Mozart cleared his throat. "Kindly don't call me that. He died broke and alone."

"You guys suck!" I wheezed, feeling my collar digging into my windpipe.

Knee, meet back. "Shut ya bleedin' pie hole, ya sodden cunt!"

The arguing between the three of them – I was very certain by this point that there were just the three of them - went on as they dragged me to the head, and the lone bulb flickering to life was visible to me despite my current headgear.

"Alright, new guy!" said Neither-Ginger-Nor-Mozart cheerfully. "What brings you to our humble quarters? Not an explosives thief, I hope."

"Answer the man, fool!" Ginger followed up on his snappish words by cuffing me across my head.

Somewhere else behind me, I could hear a soft scraping sound. Wonder what that could be? "I got assigned here. Nice to meet you too, by the way."

"SILENCE!" boomed Ginger. "We are the only ones who will be sarcastic here, ye understand? So, tell me why we shouldn't kill ya right here and now, eh, laddie."

I reached up and yanked the bag off my head, dislodging my glasses as I did so. The safety catch on the pistol poking me in the back was clicked off, and I found myself glaring at a lean guy with dishwater blonde hair and what seemed to be faintly shimmering eyes. Or at least, I found myself glaring at a slightly blurred humanoid, given that I wasn't exactly looking through my glasses.

"What's with the shades, Slick?" Blondie asked me with an amused grin.

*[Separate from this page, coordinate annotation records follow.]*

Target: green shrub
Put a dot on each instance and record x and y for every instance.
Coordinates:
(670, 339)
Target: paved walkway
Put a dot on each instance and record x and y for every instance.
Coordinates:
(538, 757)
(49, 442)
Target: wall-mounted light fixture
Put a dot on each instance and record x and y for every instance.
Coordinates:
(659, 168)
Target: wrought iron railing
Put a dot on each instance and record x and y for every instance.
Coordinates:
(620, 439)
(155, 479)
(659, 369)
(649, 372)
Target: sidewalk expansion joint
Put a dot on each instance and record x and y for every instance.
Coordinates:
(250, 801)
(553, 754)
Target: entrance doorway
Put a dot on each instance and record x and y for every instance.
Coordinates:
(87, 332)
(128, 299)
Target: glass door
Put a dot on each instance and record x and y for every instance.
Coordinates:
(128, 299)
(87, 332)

I straightened out my glasses, and settled for glaring at him over the lenses. "I got assigned to your unit. Do I really need to explain the glasses?"

"Da first and last words outta ya stinkin' gob'll be 'sir', ya hear me?" snarled Ginger, as he pistol-whipped me across the back of my head.

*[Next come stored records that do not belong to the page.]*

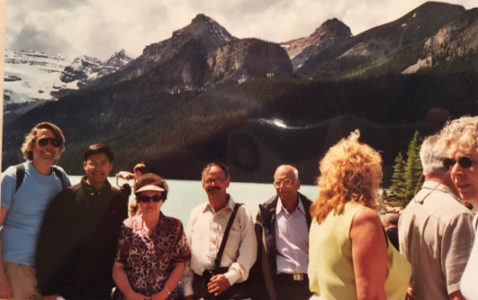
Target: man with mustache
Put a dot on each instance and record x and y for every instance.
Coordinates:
(207, 223)
(79, 235)
(27, 189)
(435, 230)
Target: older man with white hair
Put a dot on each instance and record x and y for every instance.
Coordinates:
(435, 230)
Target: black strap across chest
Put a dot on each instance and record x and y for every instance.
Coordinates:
(217, 261)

Reflexively, I spun about and took a swipe at his gun-hand, even as my head started throbbing with a dull, aching sensation. He took a step back and brought his other arm up, palm opened and aimed straight for my abdomen. I barely managed to block that strike, and before I could even blink, he had swept my feet out from under me with his right leg.

Falling backwards, I felt myself hitting something moderately firm, and the stifled curse I heard confirmed that I'd apparently crashed into Blondie. The two of us fell to the ground in a heap, and Ginger advanced towards us, finally able to physically look down on me.

His hair was, as his call-sign suggested, as orange as a carrot. He wasn't very tall, that was for sure, but did have startlingly prominent cheekbones as well as a stocky, powerful-looking appearance. Scars crisscrossed his forearms, and his face was marked by a long, thin scar that traced a smooth curve from his left temple to the corner of his jawbone.

Surprisingly enough, he didn't look that furious, despite his earlier words. He just looked… resigned, I suppose.

"Why are ya here, really?" he asked, as he took aim at my forehead.

I set my jaw and offered him the most bored expression I could muster. "I got reassigned. Something to do with the recent chaos, I think. Didn't you get the memo?"

Under me, Blondie let out a pained groan, "This guy's got more bones to him than a bascaulin… hurry up and get on with it, will you?"

Ginger squatted down, and tried to look me in the eye. "Alright, mate. Three questions, and I decide if we oughta kill ya. No right or wrong answers, just those we don't like. Deal?"

"Just get it over with," I deadpanned, rolling my eyes. Given how I'd been held at gunpoint while being immobilized by a psychic before, along with all the other mishaps during my rather colourful days back at Canalave, Ginger got points for trying, but his death threats really didn't seem all that scary.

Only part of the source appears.